Nancy : actualités de la mise à mort par l’exclusion.

Nancy (54) |

La semaine passée deux détenus se sont suicidés à la prison de Nancy. Comme d’habitude on ne s’intéresse à un phénomène que lorsqu’il ressemble à une mode, alors allons-y.

Il est assez étonnant de voir comment nos sociétés ont réussi à faire passer la mise à mort par pendaison ou guillotine comme un acte barbare d’ancien régime. Pourtant à quelques kilomètres de chez vous, tout près, on peut encore entendre les gorges se faire trancher et les respirations s’arrêter pour de bon si on sait tendre l’oreille.

La différence est simplement qu’on ne paye plus des bourreaux pour le faire, on recrute des matons et des sénateurs.

Le principe est finalement assez simple. On enferme les gens, pauvres de préférence. On les isole, on les maltraite, on les humilie eux et leur familles, au tribunal ou au centre pénitentiaire, et une fois qu’on a bien rabaissé l’homme à la condition de fantôme social on le laisse utiliser un moyen sordide pour se foutre en l’air.

L’an dernier 131 êtres humains ont décidé de ne plus l’être à cause de leur incarcération. Le suicide apparaît comme l’aménagement de peine le plus efficace pour certains de ces détenus. Un tel phénomène pourrait attirer l’attention des « responsables (…) politiques »…

Et c’est le cas ! Olivier Jacquin, sénateur 54 et membre du Parti socialiste, s’y est rendu. L’occasion pour L’Est républicain du 7 mai 2019 de faire un bel article pour nier la réalité du système carcéral :

Citation :

« Le double suicide pourrait-il être le révélateur d’un malaise ou d’un problème au sein du centre pénitentiaire nancéien ? A priori non. « C’est une série noire sans logique », confie le sénateur Olivier Jacquin qui a pu visiter, ce lundi, la prison. »

Bravo Jacquin. Bravo. C’est aussi peu logique que de voir des tas de merde en costume se revendiquer du socialisme dans les assemblées du pays. 6 fois plus de suicide dans les prisons que dans la société et le type ne voit pas de liens entre les différentes plaintes de l’Union européenne à l’encontre du système pénitentiaire français et l’un des taux de suicide carcéral les plus élevés d’Europe ?

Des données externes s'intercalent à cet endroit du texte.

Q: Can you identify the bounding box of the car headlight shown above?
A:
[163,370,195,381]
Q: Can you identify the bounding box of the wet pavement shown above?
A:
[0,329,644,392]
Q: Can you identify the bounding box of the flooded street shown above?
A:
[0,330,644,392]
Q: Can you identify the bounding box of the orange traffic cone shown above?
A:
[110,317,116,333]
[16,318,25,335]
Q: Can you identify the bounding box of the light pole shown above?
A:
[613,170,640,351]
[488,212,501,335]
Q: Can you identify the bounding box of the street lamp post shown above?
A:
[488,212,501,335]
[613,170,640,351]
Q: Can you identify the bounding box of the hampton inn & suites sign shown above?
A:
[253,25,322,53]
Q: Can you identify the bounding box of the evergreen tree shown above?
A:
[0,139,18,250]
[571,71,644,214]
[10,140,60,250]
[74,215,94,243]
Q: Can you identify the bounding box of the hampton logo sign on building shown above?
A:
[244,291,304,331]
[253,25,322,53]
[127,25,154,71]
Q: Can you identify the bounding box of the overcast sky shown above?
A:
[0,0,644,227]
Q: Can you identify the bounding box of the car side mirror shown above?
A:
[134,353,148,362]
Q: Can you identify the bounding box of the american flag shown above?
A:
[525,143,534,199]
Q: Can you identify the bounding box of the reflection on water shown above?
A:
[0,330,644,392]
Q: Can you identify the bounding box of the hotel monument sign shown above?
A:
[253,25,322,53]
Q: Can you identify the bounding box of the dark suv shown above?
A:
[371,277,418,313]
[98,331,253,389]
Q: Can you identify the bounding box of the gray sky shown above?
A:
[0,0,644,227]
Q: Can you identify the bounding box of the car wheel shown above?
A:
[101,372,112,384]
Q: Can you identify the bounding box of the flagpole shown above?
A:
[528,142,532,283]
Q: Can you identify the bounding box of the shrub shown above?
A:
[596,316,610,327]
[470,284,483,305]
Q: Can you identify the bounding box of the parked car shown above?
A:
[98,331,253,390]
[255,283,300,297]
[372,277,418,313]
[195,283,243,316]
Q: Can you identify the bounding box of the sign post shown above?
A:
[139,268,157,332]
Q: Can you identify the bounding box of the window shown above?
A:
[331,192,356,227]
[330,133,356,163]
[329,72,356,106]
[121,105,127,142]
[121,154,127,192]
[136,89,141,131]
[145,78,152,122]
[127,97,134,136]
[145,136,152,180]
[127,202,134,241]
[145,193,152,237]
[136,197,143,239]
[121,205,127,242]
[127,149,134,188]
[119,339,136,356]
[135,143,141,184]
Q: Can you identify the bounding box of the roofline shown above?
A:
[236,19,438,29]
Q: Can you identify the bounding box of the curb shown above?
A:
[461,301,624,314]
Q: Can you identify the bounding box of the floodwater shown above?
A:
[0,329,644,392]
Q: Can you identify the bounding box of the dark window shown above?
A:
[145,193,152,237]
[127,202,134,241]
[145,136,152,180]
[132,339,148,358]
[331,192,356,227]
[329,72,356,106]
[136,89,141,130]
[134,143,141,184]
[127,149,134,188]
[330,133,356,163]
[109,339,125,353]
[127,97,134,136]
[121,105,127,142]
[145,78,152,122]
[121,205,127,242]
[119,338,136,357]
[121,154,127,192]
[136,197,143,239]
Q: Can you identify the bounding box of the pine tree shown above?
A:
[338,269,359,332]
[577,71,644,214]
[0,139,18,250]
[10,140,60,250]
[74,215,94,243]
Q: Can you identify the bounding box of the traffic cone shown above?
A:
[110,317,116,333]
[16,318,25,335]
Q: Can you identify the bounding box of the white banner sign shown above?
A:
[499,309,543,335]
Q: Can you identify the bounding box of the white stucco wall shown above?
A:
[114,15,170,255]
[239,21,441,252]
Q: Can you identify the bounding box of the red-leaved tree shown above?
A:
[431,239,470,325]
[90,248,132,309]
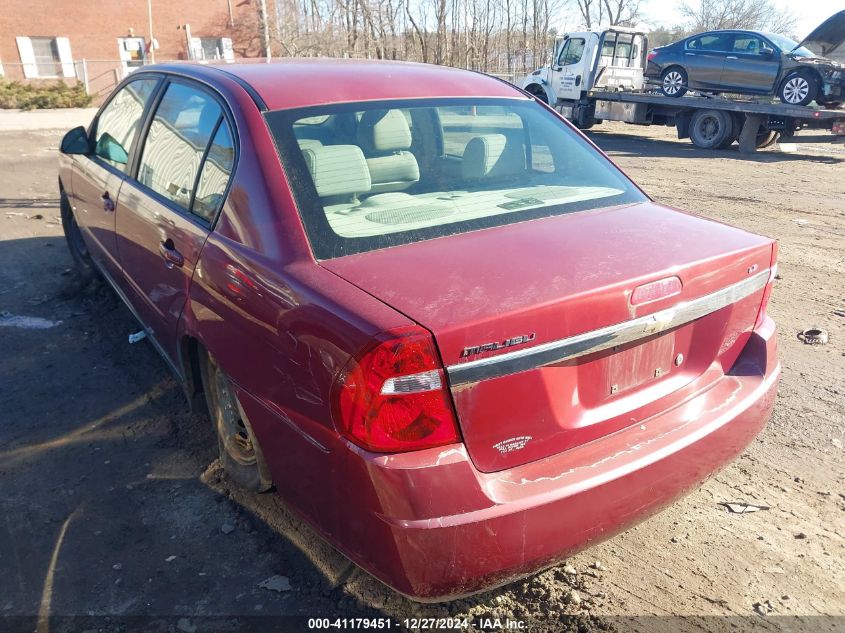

Ce qui se passe à Nancy est un phénomène de déshumanisation organisé par l’Etat. Juges, policiers, matons et politiques sont autant de rouages indispensables à la mise à mort généralisée qui s’y déroule.

Il ne s’agit pas de pleurer en accusant toutes ces personnes qui maintiennent de façon inavouée la peine de mort en France, il s’agit de cibler un problème pour le combattre. Aujourd’hui la France n’a jamais eu autant recours à l’incarcération pour punir. Aujourd’hui la France n’a jamais autant déshumanisé des individus par le recours aux technologies, le manque de moyens et l’humiliation par les traitements et les discours avilissants.

Pourtant rien n’est fait… comme si les luttes anti-carcérales étaient has-been.

Peut-être le sang gicle-t-il trop près de nous pour que nous osions nous essuyer le visage et regarder en face « l’inconscient de nos institutions ».

Car c’est cela la prison. Toute l’accumulation de frustration refoulée de la société qui s’agglutine dans des murs froids comme un corps pendu au bout de lacets de chaussures.

Soit nous ne le voyons pas, soit nous refusons de le voir mais il y a tout près de chez nous des mises à mort qui s’organisent.

Je dédicace cet article à tous ceux qui ont préféré s’autodétruire en prison plutôt que d’attendre d’être « mis en liberté ».

Une phrase aussi pour toutes et tous les détenus qui ont des pensées noires et qui les affrontent au quotidien. Tenez-bon.

Une pensée pour les familles de ceux qu’on « défamilise ».

Et une autre pour les gamins qu’on voit courir dans les couloirs des prisons pour aller voir leur parents.

En espérant que votre monde sera moins carcéral que le nôtre et que vous courrez toujours en grandissant.

Enfin une pensée pour les lacets de chaussures des magistrats.

Serrez-les fort car vous finirez par courir vous aussi.